Penelope Leach says that at some point in the first two months, your newborn will turn into the Settled Baby. The Settled Baby is the baby you know, the predictable baby. Eric may have become the Settled Baby this week. He and I are into such a schedule the last few days that I am even napping at the same time every afternoon.
It's amazing how quickly things change. On Thursday afternoon, I was so tired and overwrought I nearly called David and asked him to come home early from work, and I was asking myself, "When will I ever feel like a normal person again?" Weep weep weep. Turns out the answer was: the very next morning.
Eric weighed 9 lbs. 10 ounces in a onesie and clean diaper yesterday. Bigger than Noah when he was born! Maybe about the size of Carla when she was born! Only a little more than a pound to go to catch up with Julie at birth! I think it would be fun to make a growth chart with all our birth weights and the weights of the cats on it, and keep track of when he reaches each of them. We figure it will take him about a year to catch up with Mitch, who weighs 18 or 19 pounds.
My allergies have started acting up again this week. I don't know if I told you about the weird post-partum miracle that I have not needed my allergy medication since the birth. Well, this week I started getting itchy. The good news is that I have been able to manage the itching with hypnosis. For some reason I don't understand, it always hits me right after I lie down in bed, and interferes with sleeping. But I can relieve the itching with hypnosis and go to sleep! I'm quite impressed.
Of course, there's no reason I couldn't go back on my allergy meds now that I'm not breastfeeding. I'm just curious to see how long I can do without them.

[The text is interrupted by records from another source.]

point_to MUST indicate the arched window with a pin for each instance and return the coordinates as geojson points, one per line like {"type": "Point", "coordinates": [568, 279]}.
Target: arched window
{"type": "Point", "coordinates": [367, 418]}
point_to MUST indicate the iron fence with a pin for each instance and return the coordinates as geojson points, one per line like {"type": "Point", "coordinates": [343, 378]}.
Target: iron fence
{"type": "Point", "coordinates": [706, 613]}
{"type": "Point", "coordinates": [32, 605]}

Remembering that I can go back on my meds is kind of a surprise. I forget that Eric is completely detached from my body now, that what I eat has no effect on him. It's strange after ten months, and In a way, it makes me sad that he's so independent of me. I wonder if continued symbiosis was one of the things I was going to like about breastfeeding, like breastfeeding is a way to slowly break the perfect bond mother and baby share during pregnancy.

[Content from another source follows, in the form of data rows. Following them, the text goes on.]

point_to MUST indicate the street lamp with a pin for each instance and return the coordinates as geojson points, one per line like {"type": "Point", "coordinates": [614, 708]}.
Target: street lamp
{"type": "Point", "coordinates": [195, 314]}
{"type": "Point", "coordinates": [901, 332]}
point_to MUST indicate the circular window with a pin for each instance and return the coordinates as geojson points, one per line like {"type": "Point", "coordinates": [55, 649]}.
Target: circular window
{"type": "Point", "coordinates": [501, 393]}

On the other hand, it has crossed my mind to wonder why "knowing exactly what your baby is getting" is never mentioned as a benefit of bottle-feeding. The formula never changes, and, while breastmilk is always perfect, many moms also report that what they eat affects the baby. Some women can't eat spicy foods while breastfeeding, my friend Merry couldn't eat jelly beans even though she craved them (she thinks the artificial colors disagreed with the baby), and I was going to forego peanuts in order to avoid triggering a peanut allergy in the little guy. The risk of allergies is greater with formula, for sure--I'm not suggesting formula is better. Just more predictable. And I'm surprised the pro-formula people never mention that.
Sometimes in the past, friends and I have joked about breastfeeding a person forever. Why not, if it's perfect food? But I was just reading about why you can't feed a baby just breastmilk until it goes to college. It turns out that milk (whether breastmilk or formula), being mostly water, is an inefficient carrier of calories. It's not dense. At a certain point, the baby is eating as much as it can at each feeding, and eating as often as it can, but needs more calories than the milk can provide. At that point, it starts to need a little bit of solid food, densely packed with calories, to make up the difference. Last night, David and Scott and I were trying to figure out if there was some point in one's life when one could go back on breastmilk only, when one's stomach had gotten large enough, say. Formula has 20 calories per ounce, so an adult needing 2500 calories a day would need to drink 135 ounces of breastmilk. It's not too appealing (and one shudders to think of the suffering of the poor woman providing it), but it could be done, we think.